For U.S. service members and their families, those comments revive a painful reality: Iran’s Quds Force supplied militias with powerful explosives that killed and maimed troops for years. But for military planners, the renewed focus on Soleimani also forces a fresh look at the costs of high-value targeting. The Baghdad strike brought Washington and Tehran to the edge of open conflict, triggered Iranian ballistic missile attacks on bases hosting U.S. forces, and deepened a pattern in which commanders and political leaders become personalized targets in regional power struggles.
Strategically, Trump’s account is most consequential where it touches on allied coordination and escalation thresholds. If his claim of a month-long operational partnership with Israel is accurate, it would point to far deeper joint planning on politically explosive assassination operations than either side has been willing to acknowledge.

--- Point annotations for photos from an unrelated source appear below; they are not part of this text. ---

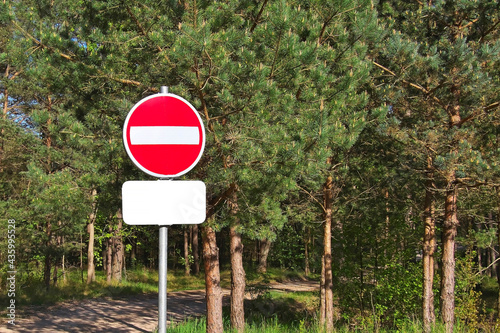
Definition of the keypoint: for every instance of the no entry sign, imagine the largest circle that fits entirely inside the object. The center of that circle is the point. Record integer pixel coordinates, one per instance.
(164, 135)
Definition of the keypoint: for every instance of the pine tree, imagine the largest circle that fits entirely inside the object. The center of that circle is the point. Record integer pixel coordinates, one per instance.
(438, 61)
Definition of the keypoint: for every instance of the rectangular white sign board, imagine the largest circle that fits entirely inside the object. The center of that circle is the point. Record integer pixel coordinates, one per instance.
(164, 202)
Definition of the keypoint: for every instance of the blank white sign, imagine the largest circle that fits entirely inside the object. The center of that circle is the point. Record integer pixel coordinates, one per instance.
(164, 202)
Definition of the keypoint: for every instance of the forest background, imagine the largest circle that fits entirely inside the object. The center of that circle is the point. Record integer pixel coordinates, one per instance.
(355, 140)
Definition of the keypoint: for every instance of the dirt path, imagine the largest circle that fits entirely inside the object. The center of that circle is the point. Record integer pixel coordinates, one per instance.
(132, 314)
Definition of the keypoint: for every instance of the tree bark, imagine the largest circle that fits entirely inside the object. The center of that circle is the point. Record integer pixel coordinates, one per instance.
(448, 256)
(498, 240)
(212, 280)
(196, 257)
(307, 240)
(429, 247)
(265, 246)
(322, 306)
(118, 249)
(90, 230)
(237, 270)
(109, 257)
(327, 252)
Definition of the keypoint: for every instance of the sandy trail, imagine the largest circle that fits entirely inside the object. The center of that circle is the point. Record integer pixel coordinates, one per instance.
(137, 313)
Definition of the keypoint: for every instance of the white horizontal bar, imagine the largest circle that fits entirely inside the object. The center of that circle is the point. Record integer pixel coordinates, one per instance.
(164, 135)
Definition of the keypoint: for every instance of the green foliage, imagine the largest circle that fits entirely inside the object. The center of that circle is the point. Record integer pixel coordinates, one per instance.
(397, 294)
(468, 299)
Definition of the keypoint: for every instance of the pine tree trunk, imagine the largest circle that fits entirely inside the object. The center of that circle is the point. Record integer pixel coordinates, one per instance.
(237, 270)
(47, 268)
(264, 248)
(196, 257)
(46, 272)
(186, 252)
(429, 247)
(327, 241)
(109, 257)
(498, 240)
(448, 256)
(212, 280)
(322, 293)
(307, 240)
(90, 230)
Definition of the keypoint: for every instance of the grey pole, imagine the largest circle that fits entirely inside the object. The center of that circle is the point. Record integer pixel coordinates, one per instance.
(162, 272)
(162, 281)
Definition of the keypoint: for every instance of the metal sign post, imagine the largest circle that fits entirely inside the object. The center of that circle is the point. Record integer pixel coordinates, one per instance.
(162, 270)
(164, 137)
(162, 281)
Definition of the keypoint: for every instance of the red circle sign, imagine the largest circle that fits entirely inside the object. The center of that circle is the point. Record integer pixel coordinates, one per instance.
(164, 135)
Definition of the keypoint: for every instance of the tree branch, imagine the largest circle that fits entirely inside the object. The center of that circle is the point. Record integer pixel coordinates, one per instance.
(256, 21)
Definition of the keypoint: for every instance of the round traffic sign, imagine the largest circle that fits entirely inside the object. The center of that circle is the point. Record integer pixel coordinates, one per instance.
(164, 135)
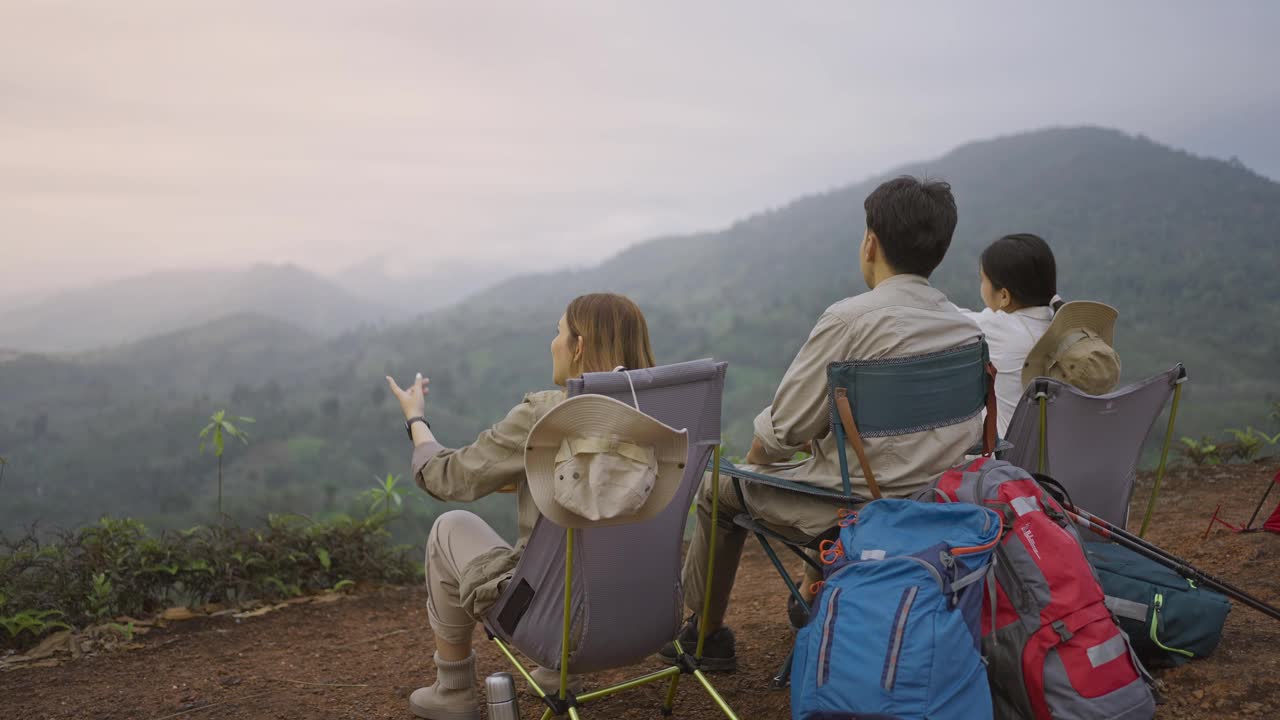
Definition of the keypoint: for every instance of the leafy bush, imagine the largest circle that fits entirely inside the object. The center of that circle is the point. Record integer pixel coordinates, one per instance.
(1249, 442)
(117, 568)
(1201, 452)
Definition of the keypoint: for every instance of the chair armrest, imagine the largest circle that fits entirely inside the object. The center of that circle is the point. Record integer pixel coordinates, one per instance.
(782, 483)
(1001, 446)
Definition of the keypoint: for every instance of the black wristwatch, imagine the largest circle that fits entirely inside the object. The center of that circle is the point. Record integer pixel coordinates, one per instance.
(408, 424)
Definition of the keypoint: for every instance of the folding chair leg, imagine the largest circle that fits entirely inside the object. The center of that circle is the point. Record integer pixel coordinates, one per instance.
(782, 570)
(1164, 458)
(782, 679)
(668, 706)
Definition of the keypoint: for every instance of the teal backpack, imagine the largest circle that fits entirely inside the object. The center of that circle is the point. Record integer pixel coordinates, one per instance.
(1168, 618)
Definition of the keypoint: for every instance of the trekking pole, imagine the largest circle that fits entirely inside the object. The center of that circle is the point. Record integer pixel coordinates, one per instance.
(1142, 547)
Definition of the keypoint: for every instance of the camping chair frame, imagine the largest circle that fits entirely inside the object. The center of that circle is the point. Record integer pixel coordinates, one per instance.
(967, 369)
(1042, 400)
(566, 703)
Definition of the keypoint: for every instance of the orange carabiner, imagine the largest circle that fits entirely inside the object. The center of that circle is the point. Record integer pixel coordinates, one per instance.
(846, 516)
(830, 551)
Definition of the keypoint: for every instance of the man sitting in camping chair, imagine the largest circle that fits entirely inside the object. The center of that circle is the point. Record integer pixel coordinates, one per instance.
(909, 227)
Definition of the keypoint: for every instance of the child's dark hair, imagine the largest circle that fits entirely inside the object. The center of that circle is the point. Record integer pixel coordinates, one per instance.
(1023, 264)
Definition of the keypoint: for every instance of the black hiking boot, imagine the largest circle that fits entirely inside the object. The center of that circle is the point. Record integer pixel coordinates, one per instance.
(718, 651)
(798, 613)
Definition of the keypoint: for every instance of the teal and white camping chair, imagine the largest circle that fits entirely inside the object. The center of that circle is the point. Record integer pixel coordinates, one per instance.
(891, 396)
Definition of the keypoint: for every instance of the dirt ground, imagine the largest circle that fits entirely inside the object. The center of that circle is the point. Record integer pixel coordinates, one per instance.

If, as he alleges, Israel chose to step back at the last minute, it suggests that even close partners can diverge sharply on how much risk of retaliation they are willing to carry. Either way, successors in Washington and Jerusalem must factor in that such operations now come with a documented political afterlife, replayed in domestic campaigns years later.

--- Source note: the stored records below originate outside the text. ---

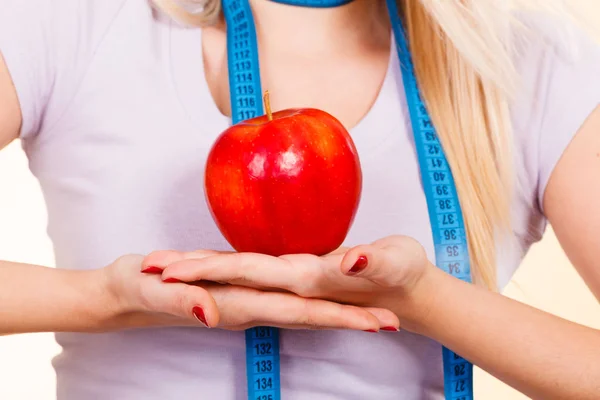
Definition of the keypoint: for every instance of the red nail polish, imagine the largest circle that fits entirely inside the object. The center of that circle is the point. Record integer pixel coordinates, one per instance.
(152, 270)
(199, 314)
(390, 328)
(359, 265)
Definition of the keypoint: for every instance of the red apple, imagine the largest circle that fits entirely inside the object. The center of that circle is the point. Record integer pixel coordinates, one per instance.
(283, 183)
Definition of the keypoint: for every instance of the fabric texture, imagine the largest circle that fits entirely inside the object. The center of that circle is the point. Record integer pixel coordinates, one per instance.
(118, 121)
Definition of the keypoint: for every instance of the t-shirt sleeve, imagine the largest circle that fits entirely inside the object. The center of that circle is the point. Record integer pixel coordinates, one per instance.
(26, 43)
(560, 88)
(47, 46)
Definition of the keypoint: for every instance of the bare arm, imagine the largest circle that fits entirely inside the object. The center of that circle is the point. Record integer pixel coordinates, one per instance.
(41, 299)
(543, 356)
(64, 300)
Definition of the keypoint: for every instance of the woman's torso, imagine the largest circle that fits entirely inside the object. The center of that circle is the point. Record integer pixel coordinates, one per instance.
(120, 158)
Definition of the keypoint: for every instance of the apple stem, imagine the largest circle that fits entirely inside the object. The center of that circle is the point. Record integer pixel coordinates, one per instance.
(268, 105)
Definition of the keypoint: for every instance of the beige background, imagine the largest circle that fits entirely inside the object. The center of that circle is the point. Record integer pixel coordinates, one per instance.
(546, 280)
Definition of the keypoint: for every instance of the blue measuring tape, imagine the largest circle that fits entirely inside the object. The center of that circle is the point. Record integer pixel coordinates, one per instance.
(262, 343)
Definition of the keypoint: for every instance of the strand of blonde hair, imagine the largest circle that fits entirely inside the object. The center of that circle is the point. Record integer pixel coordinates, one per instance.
(463, 56)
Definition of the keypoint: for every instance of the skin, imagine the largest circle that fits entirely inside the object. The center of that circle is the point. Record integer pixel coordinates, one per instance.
(397, 276)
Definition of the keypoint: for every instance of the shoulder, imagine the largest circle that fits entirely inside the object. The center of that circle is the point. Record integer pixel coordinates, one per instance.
(558, 68)
(48, 47)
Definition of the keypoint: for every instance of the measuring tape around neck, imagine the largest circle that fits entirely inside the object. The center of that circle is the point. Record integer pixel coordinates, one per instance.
(262, 343)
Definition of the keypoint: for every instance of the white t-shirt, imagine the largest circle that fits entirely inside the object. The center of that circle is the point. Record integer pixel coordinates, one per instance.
(118, 120)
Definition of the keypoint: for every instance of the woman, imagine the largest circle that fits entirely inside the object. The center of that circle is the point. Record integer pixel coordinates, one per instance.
(117, 106)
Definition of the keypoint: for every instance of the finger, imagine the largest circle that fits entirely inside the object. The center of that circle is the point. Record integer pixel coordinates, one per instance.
(242, 306)
(155, 262)
(186, 301)
(381, 265)
(249, 269)
(388, 320)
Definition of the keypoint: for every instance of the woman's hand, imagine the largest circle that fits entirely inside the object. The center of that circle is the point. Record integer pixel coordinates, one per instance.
(384, 273)
(145, 300)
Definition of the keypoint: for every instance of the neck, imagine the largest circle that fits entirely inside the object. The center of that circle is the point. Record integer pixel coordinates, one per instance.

The remarks also land against the backdrop of a U.S.-Iran relationship that has already proved willing to absorb the political and military aftershocks of the Soleimani strike. Iran responded then with carefully calibrated missile salvos and an accidental shootdown of a Ukrainian airliner; the United States tightened sanctions and expanded force protection. Both sides tested how far they could go without crossing into full-scale war. Trump’s latest telling implicitly argues that the risk was worth it, because in his telling the alternative was mass-casualty attacks on American facilities.

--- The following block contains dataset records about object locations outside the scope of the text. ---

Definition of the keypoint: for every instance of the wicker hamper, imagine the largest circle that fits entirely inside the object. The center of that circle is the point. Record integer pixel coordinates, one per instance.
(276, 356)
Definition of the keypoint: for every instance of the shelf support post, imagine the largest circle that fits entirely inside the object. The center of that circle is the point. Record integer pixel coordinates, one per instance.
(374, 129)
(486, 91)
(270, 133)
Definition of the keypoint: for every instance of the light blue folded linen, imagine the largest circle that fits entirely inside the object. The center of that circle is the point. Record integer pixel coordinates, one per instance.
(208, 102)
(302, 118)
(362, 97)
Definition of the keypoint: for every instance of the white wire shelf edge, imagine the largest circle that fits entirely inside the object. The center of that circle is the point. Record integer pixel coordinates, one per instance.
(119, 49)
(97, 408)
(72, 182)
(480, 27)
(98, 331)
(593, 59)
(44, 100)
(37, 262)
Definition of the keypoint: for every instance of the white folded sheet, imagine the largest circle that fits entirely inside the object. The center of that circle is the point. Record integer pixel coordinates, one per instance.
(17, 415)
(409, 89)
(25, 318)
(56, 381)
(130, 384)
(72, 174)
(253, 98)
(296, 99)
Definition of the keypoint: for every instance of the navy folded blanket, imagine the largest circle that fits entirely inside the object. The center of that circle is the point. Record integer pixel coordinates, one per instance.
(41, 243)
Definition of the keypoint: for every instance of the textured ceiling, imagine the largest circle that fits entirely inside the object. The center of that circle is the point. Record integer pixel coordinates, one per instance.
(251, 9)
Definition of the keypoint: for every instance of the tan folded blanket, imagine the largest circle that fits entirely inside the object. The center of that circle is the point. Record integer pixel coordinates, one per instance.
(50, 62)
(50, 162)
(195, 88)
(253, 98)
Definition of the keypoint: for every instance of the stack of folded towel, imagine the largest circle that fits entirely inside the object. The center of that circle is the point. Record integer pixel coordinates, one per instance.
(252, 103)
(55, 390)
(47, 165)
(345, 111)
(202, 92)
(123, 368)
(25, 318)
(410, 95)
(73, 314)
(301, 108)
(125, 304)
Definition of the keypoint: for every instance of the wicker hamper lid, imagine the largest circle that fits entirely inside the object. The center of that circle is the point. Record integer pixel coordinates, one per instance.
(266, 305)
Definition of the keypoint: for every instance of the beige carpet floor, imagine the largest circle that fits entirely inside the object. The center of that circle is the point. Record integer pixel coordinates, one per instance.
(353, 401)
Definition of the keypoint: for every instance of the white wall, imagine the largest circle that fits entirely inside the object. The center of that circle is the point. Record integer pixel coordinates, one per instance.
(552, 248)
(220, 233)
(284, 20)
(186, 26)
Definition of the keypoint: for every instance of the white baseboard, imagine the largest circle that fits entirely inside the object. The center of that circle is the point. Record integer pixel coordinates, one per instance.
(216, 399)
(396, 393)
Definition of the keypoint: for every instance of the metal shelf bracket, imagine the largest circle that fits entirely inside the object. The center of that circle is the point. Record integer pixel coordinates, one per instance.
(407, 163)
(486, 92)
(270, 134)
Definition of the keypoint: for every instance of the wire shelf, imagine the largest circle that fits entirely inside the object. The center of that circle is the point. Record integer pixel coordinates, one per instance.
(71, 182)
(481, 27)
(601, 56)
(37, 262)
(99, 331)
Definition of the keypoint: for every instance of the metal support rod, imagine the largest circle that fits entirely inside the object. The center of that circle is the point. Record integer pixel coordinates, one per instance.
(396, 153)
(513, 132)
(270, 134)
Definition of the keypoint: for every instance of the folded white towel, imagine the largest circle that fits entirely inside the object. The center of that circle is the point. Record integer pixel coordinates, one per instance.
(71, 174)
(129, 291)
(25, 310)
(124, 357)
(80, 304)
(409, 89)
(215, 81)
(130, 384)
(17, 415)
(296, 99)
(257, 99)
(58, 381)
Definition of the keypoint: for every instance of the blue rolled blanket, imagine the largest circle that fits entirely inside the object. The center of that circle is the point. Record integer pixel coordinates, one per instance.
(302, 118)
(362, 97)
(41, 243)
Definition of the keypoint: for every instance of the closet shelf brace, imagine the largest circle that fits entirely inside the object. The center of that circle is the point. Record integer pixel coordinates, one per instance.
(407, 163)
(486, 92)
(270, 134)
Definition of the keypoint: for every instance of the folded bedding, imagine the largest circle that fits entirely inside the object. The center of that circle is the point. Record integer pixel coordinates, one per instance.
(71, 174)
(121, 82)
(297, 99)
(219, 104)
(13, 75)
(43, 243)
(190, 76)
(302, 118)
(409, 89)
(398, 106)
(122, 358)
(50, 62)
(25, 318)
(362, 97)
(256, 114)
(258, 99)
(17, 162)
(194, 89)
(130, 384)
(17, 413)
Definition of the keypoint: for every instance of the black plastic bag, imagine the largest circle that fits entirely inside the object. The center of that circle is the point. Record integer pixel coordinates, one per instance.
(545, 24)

For current policymakers, the deeper question is whether the logic of preemptive decapitation strikes has become normalized—making it harder for either side to step back the next time a high-ranking commander moves within range. When political leaders boast that they acted "one week" before an attack, they make it easier to justify similar operations in the future, but also easier for adversaries to do the same.
The next signals to watch will come not from Trump but from Tehran and Jerusalem: whether Iranian officials publicly react to his claims about Israeli involvement, whether Israeli leaders feel compelled to clarify—or leave ambiguous—the degree of past coordination, and how these competing narratives shape the fragile diplomacy now trying to fence in Iran’s nuclear and regional activities.